Plate A is the sample plate, which is connected to a dedicated
independent DC power supply (not shown). One power supply and
function generator set, which produces switch voltage 1
(represented by the Switch 1 arrow) is connected to electrodes C,
F, I, etc., up to AJ. A second power supply and function generator
set, which produces switch voltage 2 (represented by the Switch 2
arrow) is connected to electrodes B, E, H, etc., up to Al). The
unlabeled plates are connected to ground voltage.

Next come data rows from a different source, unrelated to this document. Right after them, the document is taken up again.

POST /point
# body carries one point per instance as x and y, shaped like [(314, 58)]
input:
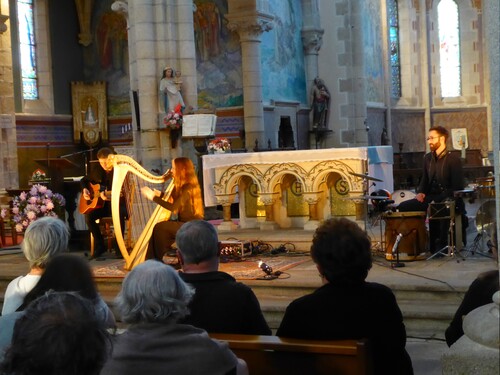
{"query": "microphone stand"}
[(395, 248)]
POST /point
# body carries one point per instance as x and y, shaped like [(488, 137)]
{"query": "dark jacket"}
[(441, 176), (341, 312), (222, 305)]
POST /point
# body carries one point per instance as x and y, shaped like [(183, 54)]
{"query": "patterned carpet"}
[(247, 269)]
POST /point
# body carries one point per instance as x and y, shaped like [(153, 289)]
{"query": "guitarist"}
[(103, 176)]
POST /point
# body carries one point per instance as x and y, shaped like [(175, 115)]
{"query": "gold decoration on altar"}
[(90, 119)]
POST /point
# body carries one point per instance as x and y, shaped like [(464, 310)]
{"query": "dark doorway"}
[(285, 134)]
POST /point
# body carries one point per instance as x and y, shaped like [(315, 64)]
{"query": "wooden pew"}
[(276, 355)]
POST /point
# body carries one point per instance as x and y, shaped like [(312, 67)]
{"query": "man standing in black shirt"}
[(442, 175), (101, 175)]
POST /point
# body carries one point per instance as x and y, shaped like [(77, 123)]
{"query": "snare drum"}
[(411, 225), (402, 195)]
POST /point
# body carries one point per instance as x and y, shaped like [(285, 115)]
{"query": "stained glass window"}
[(394, 49), (449, 48), (27, 49)]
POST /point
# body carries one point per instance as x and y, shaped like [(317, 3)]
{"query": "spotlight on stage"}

[0012] FIG. 1C. Function generator waveform input and power supply
output. Shown is a representative plot of input and output voltage
versus time, with earlier pulses further to the right. The pulses
are those generated by one power supply and function generator set,
e.g., switch 2 of FIG. 1B.
[0013] FIG. 2A. Physical assembly of the sample plate, holding
block, flange, and a series of pulsed voltage acceleration plates 3
of a molecular ion accelerator configured for MALDI.
[0014] FIG. 2B. Physical assembly of holding block, flange, and a
series of pulsed voltage acceleration plates 3 of a molecular ion
accelerator configured for photoionization of analyte in the gas
phase or suspended in vacuum. A laser, mirror, and lens for
irradiating analyte are represented schematically, and the inset
shows a schematic representation of the immediate vicinity where
photoionization occurs.
[0015] FIG. 2C. Schematic representation of a molecular ion
accelerator configured with cylindrical electrodes and an Einzel
lens. Analyte is ionized at a sample plate 1 by an ionization
source 2 (e.g., a laser as in MALDI). Analyte then passes through
the Einzel lens, where the analyte ions are focused; the Einzel
lens focusing voltage may be tuned according to the analyte kinetic
energy. Analyte is then accelerated through the cylindrical
electrodes, which are connected to switch voltage 1 or switch
voltage 2 in an alternating manner as indicated. The accelerated
analyte then contacts a conversion dynode 9, and resulting
secondary electrons and/or ions are detected by a detector 6.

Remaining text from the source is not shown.